Thursday, July 19, 2012

Stop questioning Mitt's offshoring of profits made from offshoring financed by offshoring

U.S. Republican presidential candidate and former Governor of Massachusetts Mitt Romney addresses supporters during his Wisconsin and Maryland primary night rally in Milwaukee, Wisconsin, April 3, 2012. REUTERS/Darren Hauck (UNITED STATES  - Tags: POLITIC I love my tax returns like I love my children, except I'll happily show you my children. (Reuters) So the Romney camp has decided on their response to his tax return problems: accuse Barack Obama of not being American enough. The exact logic of this escapes me, although it seems to revolve around the notion that saying anything bad about any businessman, ever, is a very un-American thing to do. To be fair, Republicans have felt that way for quite a few years now. Corporations are people, and the economy is run for benefit of the market titans, and voting is a privilege, not a right, and questioning your business overlords is the path towards Kenyan Marxist Communist Hitlerism. Now eat your Freedom Fries and shut up already.

I suppose the irony of this is probably wasted on the right people, then, but we can certainly enjoy it:

When Mitt Romney launched Bain Capital in 1984, he struggled at first to raise enough money for the untested venture. Old-money families like the Rothschilds turned down the young Boston consultant.

So he and his partners tapped an eclectic roster of investors, raising more than a third of their first $37-million investment fund from wealthy foreigners.

Oh noes! Mitt Romney's vast wealth was bankrolled by foreigners! Foreigners who weren't even American! Those are the worst kind of foreigners! Well, the worst kind of foreigners would probably be ones who later got convicted of stock fraud, but Mitt managed to inadvertently score that one too:
Records show the first investment in Bain Capital ' $1.25 million in June 1984 ' was in the name of Jean Overseas Ltd., registered in Panama by Marcel Elfen, a Swiss money manager. Later, the investment was doubled.

The Panamanian shell company apparently was a vehicle for [Jack] Lyons, the British businessman and philanthropist.

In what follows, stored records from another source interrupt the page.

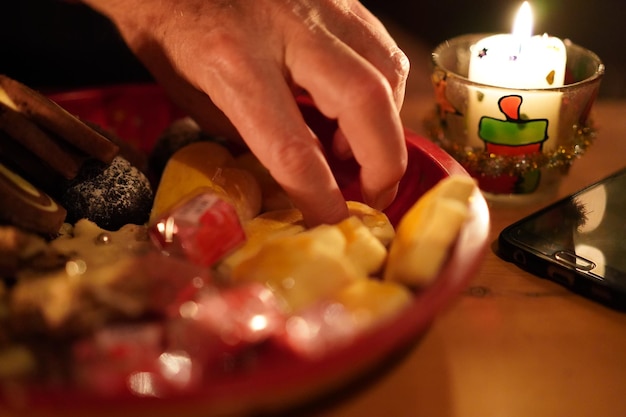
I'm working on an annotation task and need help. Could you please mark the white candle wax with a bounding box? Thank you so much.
[468,33,567,89]
[465,2,567,155]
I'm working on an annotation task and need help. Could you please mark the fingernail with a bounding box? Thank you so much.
[301,201,349,228]
[366,183,399,211]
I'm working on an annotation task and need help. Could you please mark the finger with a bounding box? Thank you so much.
[194,49,349,226]
[287,31,408,211]
[332,129,353,160]
[328,2,410,110]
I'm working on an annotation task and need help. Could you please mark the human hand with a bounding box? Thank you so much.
[82,0,409,226]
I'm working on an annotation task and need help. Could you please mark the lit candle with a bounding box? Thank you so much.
[468,2,566,88]
[465,2,568,194]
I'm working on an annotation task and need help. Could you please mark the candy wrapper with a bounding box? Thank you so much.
[149,191,246,267]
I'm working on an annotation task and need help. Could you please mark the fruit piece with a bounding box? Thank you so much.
[332,279,412,331]
[231,225,363,312]
[221,202,393,274]
[150,142,232,221]
[219,208,305,273]
[223,206,388,278]
[347,201,395,247]
[276,280,411,359]
[210,166,263,222]
[336,216,387,276]
[150,141,262,223]
[232,152,293,211]
[384,175,477,287]
[242,209,305,242]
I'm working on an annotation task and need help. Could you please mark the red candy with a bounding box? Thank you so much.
[149,192,246,267]
[274,300,358,359]
[166,282,287,376]
[73,323,164,396]
[169,283,286,348]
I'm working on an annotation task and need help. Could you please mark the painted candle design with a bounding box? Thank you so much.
[465,2,566,194]
[477,95,548,193]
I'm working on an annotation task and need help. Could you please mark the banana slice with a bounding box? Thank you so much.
[384,175,477,287]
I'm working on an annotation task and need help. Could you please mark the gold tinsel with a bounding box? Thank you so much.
[423,108,597,177]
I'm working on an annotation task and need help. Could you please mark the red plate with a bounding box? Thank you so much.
[4,85,490,417]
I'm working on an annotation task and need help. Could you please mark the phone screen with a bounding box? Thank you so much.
[499,168,626,299]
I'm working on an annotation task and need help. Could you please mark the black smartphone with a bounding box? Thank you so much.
[498,167,626,309]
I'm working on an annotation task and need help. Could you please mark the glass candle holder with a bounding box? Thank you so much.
[426,34,604,203]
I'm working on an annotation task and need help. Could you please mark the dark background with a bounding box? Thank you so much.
[1,0,623,97]
[364,0,623,98]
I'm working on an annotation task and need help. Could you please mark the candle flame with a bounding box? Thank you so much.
[512,1,533,39]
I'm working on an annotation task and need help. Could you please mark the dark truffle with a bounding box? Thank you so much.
[148,117,220,181]
[60,156,153,231]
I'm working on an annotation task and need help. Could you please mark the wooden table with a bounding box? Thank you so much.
[318,32,626,417]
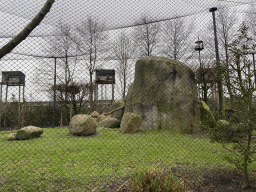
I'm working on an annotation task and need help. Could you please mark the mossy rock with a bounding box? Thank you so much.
[97,114,107,122]
[7,133,17,140]
[124,56,200,132]
[200,101,216,128]
[120,112,142,133]
[216,119,229,127]
[91,111,99,118]
[69,114,97,136]
[16,126,43,140]
[97,117,120,128]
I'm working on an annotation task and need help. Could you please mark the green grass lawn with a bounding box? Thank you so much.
[0,127,254,191]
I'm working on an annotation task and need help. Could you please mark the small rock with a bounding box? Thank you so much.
[7,133,16,140]
[69,114,97,136]
[97,114,107,122]
[16,126,43,140]
[120,113,141,133]
[91,111,99,118]
[97,118,120,128]
[216,119,229,126]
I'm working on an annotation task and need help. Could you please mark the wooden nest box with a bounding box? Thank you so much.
[95,69,115,84]
[2,71,25,86]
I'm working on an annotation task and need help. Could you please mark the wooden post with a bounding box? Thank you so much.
[94,83,98,110]
[112,83,114,101]
[18,84,21,128]
[105,84,107,100]
[21,85,25,127]
[0,83,2,129]
[100,84,102,100]
[4,85,8,129]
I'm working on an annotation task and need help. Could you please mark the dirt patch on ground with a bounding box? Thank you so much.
[178,167,256,192]
[101,166,256,192]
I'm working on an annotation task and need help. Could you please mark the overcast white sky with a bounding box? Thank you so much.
[0,0,255,101]
[0,0,252,57]
[0,0,252,37]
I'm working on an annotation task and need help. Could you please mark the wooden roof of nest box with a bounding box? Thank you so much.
[195,40,204,51]
[95,69,115,84]
[2,71,25,86]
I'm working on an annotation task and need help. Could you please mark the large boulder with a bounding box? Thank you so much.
[124,56,200,133]
[200,101,215,128]
[97,117,120,128]
[16,126,43,140]
[69,114,97,136]
[120,112,141,133]
[111,99,125,121]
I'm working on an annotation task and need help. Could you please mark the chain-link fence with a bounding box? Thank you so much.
[1,0,256,191]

... who worked as a consultant for Bain for the next six years until he was convicted for unrelated fraud. I don't know what this world is coming to when you can't trust fabulously wealthy people operating Panamanian shell companies.

Now, I think we can all agree that there is nothing Republicans hold more dear than money. Money is speech, money is freedom, money is liberty, money is your vote, money is the thing that makes you better than the lower-class people who were too stupid to get born into rich families like decent folks should.

But I still don't quite understand the logic of why the guy who criticizes the guy who made his money by collecting offshore money and using it to offshore jobs via his company's innovative ideas in the lucrative new field of offshoring while offshoring the profits in offshore accounts is the one who needs to be more American. If I didn't know better I'd begin to suspect that maybe the Mitt Romney campaign is just staffed by assholes. Which is ridiculous, because assholes can be hired at much cheaper prices in other countries, and Mitt would usually be all over something like that.